Darbenin sebebinin, demokrasinin ve hukukun tesis edilmesi olduğu açıkken, neden antidemokratik uygulamaların ve hukuksuzluğun üst versiyonu olan olağanüstü hal rejimine geçilmektedir? Darbe karşısında parlamento dik durmuşken, neden parlamento iradesi yok sayılmaktadır. Olağanüstü hal kararı hükümsüzdür!
AHMET SAYMADİ
Erdoğan ve AKP, darbenin bastırılmasını zafer havasında kutlasa da AKP’ye yakın yazarların satır aralarında yazdıklarından durumun öyle olmadığı anlaşılıyor. OHAL uygulaması da bu korkunun sonucu.

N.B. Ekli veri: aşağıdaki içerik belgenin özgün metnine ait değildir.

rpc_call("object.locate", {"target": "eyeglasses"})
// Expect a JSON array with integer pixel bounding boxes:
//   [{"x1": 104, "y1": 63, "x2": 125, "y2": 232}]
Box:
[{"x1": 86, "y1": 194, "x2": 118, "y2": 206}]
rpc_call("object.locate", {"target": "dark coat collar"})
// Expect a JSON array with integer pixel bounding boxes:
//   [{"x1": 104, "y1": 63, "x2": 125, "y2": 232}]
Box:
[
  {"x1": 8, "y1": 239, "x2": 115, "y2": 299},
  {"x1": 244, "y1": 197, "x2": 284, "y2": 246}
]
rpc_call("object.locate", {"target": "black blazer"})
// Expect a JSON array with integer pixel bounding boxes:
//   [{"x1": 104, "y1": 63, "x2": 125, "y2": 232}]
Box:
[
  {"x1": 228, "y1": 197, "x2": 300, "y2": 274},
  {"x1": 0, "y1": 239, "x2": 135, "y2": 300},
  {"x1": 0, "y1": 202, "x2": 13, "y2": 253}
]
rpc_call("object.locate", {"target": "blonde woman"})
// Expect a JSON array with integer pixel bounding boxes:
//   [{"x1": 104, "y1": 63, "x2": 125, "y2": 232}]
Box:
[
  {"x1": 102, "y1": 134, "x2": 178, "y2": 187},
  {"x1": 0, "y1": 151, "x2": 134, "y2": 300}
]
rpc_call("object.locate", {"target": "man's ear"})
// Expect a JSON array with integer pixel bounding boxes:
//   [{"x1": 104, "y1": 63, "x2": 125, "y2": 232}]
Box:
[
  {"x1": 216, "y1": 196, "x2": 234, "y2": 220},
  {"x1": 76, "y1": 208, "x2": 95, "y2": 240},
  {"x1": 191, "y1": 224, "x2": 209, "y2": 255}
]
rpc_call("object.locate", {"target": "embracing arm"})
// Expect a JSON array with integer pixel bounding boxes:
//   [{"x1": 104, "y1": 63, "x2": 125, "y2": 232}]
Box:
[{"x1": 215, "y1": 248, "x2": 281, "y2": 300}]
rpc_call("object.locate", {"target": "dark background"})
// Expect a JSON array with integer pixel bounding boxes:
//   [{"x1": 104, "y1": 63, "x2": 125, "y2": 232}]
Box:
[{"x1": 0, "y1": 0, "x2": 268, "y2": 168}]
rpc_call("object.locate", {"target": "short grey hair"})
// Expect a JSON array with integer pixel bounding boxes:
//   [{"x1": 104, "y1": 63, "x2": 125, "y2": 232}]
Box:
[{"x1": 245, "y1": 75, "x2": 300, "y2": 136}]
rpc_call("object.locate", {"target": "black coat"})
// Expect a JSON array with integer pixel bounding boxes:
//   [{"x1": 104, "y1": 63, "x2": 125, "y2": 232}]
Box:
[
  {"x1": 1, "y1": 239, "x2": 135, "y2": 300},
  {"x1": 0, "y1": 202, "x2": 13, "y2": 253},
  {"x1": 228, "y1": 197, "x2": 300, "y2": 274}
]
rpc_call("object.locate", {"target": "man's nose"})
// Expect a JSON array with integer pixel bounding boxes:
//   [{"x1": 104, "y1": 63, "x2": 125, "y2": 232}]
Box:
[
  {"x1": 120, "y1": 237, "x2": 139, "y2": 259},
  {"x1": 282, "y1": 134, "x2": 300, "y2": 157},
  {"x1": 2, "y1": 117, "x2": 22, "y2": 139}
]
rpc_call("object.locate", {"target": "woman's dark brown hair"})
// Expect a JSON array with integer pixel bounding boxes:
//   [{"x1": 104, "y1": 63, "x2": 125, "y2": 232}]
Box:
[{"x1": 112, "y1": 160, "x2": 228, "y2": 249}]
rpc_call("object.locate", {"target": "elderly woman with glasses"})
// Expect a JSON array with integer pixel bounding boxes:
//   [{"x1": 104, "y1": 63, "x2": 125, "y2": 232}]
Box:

Görülen o ki bu korku AKP’yi iki şey yapmaya itiyor. Birincisi; darbeyi bastırma adı altında AKP karşıtları üzerindeki baskıyı artırma. İkincisi ise baskı uygularken hukuk sınırları içerisinde kalmama. Olağanüstü hal uygulamasına dair Başbakan Yardımcısı Mehmet Şimşek, ‘‘OHAL'in ilan edilmesinin sebebi, Bakanlar Kurulu'nun çıkardığı Kanun Hükmünde Kararname'lerin (KHK) Anayasa Mahkemesi'ne götürülememesidir.’’ dedi. İstedikleri denetimsizlik ve hukuksuzluktur. Bu açık bir sivil darbedir.
Yapılması gereken tek şey bu kararı tanımamaktır. Bizi bugüne getiren, darbenin yaşanmasına sebep olan şey; hükümetin hesap vermekten kaçması, yargıya müdahale etmesi, çoğulcu demokrasiden uzaklaşması, parlamento iradesini yok sayması, toplumun üzerinde baskı kurması değil midir?
Darbenin sebebinin, demokratikleşmenin ve barışın hayata geçirilmemesi olduğu açıkken, neden antidemokratik uygulamaların ve hukuksuzluğun üst versiyonu olan olağanüstü hal rejimine geçilmektedir?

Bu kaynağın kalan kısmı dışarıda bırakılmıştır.